Peter Mandrup Lem (baptized 7 June 1758 - 12 January 1828) was an eighteenth-century Danish violin virtuoso. Among his few compositions always mentioned by his contemporaries are his both symphonies, violin concertos, piano pieces and an oratorio, although none of them is known to be preserved.

==Biography==

===Life===
Peter Lem was born in Copenhagen and received his first education from his father, John Lem, accountant for Skillings-Ligkassenthen, and his mother Kirstine, née Tonnesen. Still as a child he drew the attention of concert master Johann Hartmann, of whom he became a pupil. As a twelve-year-old child he could perform "even the most difficult concertos and solos, not without admiration from those who listened to him", which was read in the Adresseavisen after the boy had had his debut as soloist and member of Det musikalske Selskab at a concert in Rådhusstræde (City Hall Street) on 1 February 1770.

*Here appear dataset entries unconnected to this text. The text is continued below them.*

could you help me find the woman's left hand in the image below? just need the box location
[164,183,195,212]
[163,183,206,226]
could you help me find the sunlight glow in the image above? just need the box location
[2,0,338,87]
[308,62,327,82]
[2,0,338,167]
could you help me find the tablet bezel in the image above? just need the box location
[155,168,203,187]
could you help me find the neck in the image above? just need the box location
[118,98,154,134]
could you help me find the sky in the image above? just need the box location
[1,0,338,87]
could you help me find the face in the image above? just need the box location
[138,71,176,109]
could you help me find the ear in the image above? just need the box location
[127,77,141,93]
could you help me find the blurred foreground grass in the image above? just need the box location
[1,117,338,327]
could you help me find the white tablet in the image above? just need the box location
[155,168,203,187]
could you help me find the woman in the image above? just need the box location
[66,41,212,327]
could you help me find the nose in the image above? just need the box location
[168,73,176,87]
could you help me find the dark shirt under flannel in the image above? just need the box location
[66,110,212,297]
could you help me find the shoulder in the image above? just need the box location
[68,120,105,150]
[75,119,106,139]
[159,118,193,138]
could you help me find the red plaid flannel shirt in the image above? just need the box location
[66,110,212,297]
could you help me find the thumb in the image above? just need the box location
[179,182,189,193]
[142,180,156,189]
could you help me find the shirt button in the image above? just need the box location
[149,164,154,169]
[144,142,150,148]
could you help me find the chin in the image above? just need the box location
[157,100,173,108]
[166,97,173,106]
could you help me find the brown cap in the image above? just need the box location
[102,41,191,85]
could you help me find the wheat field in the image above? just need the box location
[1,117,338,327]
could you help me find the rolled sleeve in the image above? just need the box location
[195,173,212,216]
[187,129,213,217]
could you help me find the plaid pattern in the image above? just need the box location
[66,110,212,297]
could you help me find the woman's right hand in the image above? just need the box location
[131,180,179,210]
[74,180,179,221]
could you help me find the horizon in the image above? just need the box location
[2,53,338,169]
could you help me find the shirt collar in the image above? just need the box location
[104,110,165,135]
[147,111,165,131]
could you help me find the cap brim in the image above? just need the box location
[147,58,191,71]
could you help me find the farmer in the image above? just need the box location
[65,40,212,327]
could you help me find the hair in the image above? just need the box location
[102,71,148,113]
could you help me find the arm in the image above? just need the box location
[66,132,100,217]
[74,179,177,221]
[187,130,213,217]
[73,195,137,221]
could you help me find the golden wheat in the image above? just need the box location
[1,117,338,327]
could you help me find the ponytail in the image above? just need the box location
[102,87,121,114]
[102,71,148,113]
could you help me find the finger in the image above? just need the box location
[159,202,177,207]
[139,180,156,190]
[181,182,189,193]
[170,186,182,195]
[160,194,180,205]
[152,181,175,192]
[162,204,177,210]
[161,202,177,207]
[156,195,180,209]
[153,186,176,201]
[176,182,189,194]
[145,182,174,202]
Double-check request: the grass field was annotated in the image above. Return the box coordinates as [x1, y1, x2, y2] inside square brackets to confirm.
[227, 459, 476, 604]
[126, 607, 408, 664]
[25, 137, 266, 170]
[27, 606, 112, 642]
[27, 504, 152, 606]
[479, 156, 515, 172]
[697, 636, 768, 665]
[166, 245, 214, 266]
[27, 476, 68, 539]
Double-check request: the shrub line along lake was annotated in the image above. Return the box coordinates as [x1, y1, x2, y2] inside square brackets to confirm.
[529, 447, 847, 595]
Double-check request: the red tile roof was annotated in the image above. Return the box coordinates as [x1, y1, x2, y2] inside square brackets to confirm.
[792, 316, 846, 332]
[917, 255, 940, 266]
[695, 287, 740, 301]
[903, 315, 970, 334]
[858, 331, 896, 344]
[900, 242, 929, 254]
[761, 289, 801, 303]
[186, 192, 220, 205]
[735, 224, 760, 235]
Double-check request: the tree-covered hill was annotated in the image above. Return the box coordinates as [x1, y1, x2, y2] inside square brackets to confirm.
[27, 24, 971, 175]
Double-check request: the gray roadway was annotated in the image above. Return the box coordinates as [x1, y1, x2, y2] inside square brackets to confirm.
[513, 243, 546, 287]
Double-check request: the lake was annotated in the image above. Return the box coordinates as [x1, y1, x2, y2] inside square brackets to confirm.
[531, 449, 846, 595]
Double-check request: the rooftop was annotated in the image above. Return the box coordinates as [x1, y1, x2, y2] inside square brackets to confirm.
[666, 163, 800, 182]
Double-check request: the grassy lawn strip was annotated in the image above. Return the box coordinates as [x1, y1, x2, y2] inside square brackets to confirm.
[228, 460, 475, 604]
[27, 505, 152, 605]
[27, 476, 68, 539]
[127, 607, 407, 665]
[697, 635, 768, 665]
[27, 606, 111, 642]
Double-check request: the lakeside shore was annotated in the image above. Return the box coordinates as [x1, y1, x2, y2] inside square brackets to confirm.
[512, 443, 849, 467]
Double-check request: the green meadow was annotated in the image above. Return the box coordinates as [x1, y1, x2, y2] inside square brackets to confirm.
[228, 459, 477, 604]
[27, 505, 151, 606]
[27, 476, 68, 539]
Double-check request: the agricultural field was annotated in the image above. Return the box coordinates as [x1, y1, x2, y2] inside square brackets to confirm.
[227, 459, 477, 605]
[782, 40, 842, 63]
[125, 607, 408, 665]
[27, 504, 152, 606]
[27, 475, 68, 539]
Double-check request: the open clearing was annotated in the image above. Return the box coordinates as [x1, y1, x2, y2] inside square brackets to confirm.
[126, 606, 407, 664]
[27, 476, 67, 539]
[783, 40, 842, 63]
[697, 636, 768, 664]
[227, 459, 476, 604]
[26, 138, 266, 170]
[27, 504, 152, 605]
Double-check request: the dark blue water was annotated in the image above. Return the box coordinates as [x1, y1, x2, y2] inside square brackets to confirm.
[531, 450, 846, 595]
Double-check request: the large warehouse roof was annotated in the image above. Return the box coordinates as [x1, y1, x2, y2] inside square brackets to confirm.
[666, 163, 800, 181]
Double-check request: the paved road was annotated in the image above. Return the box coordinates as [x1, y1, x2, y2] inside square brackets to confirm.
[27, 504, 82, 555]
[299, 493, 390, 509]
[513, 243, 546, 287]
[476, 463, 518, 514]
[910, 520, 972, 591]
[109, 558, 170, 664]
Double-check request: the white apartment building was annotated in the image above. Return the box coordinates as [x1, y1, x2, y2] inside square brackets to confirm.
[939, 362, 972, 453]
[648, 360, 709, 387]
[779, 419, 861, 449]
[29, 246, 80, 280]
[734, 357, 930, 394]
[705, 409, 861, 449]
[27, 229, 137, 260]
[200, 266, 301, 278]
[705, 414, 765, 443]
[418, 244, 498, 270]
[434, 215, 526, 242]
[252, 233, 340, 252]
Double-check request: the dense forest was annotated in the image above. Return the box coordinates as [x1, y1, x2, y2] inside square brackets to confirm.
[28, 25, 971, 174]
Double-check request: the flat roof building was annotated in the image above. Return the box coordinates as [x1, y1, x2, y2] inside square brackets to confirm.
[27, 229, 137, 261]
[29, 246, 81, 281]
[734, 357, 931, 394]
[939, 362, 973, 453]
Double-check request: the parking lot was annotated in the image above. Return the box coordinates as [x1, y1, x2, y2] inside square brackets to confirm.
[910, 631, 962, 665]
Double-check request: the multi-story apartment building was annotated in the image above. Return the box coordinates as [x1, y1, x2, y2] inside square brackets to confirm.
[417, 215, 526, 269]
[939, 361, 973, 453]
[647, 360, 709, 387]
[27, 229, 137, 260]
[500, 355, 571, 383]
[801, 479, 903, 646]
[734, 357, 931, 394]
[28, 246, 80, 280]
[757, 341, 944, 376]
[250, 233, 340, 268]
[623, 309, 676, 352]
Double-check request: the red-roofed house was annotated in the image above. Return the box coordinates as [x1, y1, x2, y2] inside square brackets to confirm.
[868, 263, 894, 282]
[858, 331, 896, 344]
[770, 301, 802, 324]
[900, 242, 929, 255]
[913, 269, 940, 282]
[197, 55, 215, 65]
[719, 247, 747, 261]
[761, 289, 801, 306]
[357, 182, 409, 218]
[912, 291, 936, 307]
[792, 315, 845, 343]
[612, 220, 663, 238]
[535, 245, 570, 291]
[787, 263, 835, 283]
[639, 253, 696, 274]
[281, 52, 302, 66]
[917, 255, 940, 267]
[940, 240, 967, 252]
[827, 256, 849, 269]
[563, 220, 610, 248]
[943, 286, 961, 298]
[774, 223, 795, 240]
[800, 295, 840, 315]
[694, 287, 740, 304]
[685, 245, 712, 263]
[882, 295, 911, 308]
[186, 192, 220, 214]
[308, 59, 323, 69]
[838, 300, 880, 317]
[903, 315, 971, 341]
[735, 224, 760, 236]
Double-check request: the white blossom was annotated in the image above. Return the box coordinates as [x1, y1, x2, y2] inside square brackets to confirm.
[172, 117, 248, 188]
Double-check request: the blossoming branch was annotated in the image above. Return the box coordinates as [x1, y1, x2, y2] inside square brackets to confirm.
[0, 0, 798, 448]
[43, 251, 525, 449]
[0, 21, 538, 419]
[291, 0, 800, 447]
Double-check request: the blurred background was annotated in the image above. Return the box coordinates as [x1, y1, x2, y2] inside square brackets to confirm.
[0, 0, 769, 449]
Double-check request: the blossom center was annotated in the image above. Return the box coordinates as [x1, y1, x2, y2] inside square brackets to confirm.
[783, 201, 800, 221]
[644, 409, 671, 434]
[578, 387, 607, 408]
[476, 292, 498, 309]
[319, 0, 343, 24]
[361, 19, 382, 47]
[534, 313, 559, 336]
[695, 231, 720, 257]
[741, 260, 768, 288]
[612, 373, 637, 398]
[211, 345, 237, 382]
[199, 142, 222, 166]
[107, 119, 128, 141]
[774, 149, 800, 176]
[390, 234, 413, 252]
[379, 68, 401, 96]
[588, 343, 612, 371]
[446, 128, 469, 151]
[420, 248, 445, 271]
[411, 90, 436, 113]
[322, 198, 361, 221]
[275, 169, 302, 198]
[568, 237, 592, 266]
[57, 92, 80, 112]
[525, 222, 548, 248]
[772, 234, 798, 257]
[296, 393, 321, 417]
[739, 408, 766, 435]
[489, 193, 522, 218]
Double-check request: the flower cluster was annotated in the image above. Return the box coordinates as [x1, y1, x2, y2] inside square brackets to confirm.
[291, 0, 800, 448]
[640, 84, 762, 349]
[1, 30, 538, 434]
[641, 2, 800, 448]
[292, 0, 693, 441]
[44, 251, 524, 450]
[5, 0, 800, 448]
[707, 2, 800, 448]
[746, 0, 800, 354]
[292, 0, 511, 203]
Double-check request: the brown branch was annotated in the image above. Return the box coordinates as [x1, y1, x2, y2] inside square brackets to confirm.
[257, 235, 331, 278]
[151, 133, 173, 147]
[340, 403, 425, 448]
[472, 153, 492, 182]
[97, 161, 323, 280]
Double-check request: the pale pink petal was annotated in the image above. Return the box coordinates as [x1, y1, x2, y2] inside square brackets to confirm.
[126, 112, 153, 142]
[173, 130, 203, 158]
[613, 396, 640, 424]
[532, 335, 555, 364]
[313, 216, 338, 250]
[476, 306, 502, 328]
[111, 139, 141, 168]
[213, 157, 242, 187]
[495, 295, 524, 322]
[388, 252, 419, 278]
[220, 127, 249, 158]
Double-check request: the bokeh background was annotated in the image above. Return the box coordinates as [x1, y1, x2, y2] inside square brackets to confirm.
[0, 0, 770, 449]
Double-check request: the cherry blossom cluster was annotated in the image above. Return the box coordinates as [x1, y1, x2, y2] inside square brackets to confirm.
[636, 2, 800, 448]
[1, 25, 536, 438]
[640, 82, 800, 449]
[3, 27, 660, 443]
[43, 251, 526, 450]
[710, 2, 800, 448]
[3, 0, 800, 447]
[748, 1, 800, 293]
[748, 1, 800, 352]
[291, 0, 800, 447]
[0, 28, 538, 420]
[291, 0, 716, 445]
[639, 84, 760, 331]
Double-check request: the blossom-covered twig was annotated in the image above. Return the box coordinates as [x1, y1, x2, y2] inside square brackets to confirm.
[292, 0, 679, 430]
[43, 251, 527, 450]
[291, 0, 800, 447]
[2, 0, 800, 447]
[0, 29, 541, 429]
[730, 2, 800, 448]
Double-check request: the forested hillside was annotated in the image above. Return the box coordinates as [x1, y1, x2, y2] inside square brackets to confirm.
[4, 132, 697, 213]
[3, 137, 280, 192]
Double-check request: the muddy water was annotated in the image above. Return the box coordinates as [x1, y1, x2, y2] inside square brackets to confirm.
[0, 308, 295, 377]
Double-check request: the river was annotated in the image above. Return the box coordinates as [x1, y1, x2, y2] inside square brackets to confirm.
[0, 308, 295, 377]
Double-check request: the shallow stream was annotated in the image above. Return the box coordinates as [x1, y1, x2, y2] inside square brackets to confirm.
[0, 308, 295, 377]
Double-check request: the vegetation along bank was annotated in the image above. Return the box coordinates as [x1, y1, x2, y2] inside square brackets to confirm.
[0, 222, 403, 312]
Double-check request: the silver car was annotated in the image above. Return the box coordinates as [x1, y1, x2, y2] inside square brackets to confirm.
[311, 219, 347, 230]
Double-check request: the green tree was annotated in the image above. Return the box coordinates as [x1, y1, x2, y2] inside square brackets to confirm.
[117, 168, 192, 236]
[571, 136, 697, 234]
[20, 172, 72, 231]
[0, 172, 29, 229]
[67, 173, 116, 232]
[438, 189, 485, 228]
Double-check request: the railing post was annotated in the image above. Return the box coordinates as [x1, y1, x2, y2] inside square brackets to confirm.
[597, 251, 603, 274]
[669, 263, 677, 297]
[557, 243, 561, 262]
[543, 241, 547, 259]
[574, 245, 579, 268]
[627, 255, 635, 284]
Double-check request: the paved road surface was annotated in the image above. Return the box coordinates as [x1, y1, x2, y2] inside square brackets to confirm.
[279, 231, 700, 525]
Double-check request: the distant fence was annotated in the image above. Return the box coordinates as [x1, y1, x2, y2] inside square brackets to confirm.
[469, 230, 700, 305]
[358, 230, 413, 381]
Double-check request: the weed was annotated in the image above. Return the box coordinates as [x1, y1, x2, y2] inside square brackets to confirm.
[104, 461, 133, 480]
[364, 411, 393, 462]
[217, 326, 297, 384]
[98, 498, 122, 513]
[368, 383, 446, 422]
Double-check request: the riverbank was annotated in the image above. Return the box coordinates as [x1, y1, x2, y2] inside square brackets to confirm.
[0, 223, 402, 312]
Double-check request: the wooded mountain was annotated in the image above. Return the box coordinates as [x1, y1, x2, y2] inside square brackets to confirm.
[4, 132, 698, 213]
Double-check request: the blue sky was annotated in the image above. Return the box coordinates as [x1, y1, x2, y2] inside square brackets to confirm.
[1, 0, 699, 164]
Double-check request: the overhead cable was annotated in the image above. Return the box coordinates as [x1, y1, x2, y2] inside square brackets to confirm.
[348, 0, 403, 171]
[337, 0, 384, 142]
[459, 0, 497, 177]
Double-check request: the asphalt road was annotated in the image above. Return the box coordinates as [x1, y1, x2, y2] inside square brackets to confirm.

The following year he was admitted to the Royal Chapel and traveled with royal subsidy abroad to seek further education, staying especially in Vienna and Italy, and returned to Copenhagen in 1783. On 11 February 1784 he gave a concert at the Royal Danish Theatre, where he received tumultuous applause for his extraordinary skill, his tasteful performance, particularly in the adagio, and his uncommonly elegant bowing. In 1785 he began teaching violin playing in the Chapel, succeeding Hartmann in 1793 as concert master, an honor which at the time was very rare. Shortly after that he was appointed professor.

===Legacy===
Lem's importance for the development of live concerts in Copenhagen was very significant and groundbreaking in several directions, not only as a virtuoso and soloist, but also as a chamber music player and leader of Det harmoniske Selskab. He made large profits as a concertist and also as a teacher to his young students.

From his public activities he drew back relatively early, by reason of infirmity spending his last years in seclusion. He died in Copenhagen on 12 January 1828, leaving his spouse Regina, Countess Magliani, widow. She survived him by 4 years (d. 23 May 1832). His compositions are only a few, among them a violin concerto and two symphonies written for his 1784 concert, and an oratorio: Christ Church, written for his 1785 Violin Concerto. Published in Vienna and in his native land is only his 12 Minuets for small orchestra written in 1784. He played for the last time in 1811.